Power prices across the U.S. continued to drop last week, with some regions averaging more than 20% below the previous week’s price.
The average power price across observed markets in the first week of November was $42.06 per MWh, a $6.40 drop from the last week of October.
National power prices have been falling for four weeks straight, corresponding to falling gas prices and decreased demand.
New York power prices had the sharpest two-week power price decline, falling by an average of 30% to $30.54 per MWh.
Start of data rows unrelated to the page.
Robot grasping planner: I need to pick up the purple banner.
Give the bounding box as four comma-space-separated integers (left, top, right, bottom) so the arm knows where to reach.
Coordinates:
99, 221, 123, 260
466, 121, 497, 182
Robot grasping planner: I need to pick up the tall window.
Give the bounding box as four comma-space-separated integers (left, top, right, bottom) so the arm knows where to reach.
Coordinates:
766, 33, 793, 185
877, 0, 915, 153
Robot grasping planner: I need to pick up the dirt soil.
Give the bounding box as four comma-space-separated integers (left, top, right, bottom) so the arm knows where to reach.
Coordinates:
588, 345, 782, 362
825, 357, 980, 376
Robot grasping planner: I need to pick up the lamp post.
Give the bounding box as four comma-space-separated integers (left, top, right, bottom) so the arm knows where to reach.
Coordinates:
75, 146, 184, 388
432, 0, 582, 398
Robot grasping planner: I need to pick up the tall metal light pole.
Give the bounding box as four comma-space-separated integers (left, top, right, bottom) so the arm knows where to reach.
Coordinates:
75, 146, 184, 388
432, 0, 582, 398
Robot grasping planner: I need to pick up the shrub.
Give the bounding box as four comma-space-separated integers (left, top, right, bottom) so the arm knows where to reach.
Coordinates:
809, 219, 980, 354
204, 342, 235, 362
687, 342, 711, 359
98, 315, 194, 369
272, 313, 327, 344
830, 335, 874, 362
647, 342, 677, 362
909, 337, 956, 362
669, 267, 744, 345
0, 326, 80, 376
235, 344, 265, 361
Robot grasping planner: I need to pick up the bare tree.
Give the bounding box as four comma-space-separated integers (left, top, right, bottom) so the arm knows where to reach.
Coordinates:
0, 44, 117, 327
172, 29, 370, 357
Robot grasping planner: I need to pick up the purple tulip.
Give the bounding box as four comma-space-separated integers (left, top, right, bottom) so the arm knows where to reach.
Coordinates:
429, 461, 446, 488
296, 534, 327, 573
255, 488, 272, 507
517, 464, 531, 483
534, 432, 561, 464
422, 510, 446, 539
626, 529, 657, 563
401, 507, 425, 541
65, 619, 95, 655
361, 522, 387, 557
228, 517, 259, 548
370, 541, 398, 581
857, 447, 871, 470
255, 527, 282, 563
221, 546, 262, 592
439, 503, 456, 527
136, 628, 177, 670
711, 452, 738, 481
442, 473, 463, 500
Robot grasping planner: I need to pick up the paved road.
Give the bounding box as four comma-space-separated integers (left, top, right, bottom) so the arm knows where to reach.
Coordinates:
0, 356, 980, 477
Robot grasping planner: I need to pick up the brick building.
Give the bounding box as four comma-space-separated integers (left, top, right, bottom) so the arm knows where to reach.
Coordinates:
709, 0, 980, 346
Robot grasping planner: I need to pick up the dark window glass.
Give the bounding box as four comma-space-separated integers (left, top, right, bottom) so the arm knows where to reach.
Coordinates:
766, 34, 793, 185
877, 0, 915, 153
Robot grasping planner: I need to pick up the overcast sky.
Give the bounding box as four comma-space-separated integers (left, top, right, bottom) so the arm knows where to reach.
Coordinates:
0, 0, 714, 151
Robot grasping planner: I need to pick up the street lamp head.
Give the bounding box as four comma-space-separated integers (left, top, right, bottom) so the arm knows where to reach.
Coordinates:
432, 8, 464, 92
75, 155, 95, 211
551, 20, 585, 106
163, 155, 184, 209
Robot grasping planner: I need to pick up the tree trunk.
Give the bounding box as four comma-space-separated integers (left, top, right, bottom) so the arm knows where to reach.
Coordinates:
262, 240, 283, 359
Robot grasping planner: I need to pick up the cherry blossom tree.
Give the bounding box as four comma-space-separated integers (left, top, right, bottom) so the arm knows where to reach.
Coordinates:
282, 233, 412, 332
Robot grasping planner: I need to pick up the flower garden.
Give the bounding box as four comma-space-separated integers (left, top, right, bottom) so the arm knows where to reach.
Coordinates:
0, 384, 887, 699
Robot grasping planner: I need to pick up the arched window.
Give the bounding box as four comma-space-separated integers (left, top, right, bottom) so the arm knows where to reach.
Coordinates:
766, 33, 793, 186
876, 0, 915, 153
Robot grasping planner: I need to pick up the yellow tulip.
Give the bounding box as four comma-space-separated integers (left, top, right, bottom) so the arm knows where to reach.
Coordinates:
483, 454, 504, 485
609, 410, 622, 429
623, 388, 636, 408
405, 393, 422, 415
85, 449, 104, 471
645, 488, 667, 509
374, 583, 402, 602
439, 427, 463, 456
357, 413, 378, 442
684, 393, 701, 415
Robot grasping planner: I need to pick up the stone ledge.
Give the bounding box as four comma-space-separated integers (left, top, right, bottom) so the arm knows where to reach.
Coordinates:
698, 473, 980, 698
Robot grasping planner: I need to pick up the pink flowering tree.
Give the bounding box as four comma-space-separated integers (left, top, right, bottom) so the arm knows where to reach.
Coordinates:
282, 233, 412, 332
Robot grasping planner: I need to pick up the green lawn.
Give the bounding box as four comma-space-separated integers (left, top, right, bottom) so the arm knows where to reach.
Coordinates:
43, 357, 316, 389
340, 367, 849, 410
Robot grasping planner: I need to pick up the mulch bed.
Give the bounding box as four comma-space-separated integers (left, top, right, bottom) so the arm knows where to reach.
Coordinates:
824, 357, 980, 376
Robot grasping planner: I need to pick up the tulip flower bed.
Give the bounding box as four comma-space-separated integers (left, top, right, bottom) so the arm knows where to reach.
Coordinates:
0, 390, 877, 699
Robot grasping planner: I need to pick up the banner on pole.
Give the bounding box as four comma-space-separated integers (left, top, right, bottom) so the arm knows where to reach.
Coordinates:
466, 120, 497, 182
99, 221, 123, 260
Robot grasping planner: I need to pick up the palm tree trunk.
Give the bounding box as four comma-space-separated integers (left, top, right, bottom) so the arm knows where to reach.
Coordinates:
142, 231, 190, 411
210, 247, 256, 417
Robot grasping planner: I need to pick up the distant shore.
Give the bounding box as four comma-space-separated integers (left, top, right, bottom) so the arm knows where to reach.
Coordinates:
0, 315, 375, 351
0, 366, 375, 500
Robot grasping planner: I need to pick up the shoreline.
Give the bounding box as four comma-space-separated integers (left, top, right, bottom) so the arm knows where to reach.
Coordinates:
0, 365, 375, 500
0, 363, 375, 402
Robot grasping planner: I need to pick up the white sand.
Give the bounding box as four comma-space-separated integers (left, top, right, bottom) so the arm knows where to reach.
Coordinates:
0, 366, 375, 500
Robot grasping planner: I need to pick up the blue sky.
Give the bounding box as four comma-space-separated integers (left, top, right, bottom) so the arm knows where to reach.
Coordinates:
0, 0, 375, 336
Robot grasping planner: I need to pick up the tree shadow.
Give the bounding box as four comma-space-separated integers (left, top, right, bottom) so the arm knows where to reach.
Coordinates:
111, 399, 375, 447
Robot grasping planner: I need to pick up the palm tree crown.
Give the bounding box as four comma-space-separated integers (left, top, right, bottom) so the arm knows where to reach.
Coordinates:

California was an exception for the U.S., being the only observed region of the previous week to have increased prices to an average of $69.02 per MWh.
Observed markets in the eastern U.S. all followed a downward trend in prices, likely corresponding to the recent fall of the Henry Hub natural gas price.
The tie between October’s power prices and the Henry Hub natural gas price can be observed below
The western U.S. price increases last week were due to heavy snow that started on 31 October through much of the northwest.
The snow caused an increase in electricity demand of about 3% in the northwest and 1% in California.
Winter weather is expected to move into the eastern U.S. within the month.
The expectation of a cold winter has increased Henry Hub December futures from about $6 per million British thermal units (MMBtu), recorded on Nov. 3 to over $7 per MMBtu, recorded on Nov. 7.
Hydroelectric power generation rose by 12% to cover the higher demand in the western U.S.
The heavy snow brought more hydropower potential and higher prices – a strong incentive for hydroelectric plants to produce more power.
Generation from solar PV fell 16% across the U.S., corresponding to the incoming winter season.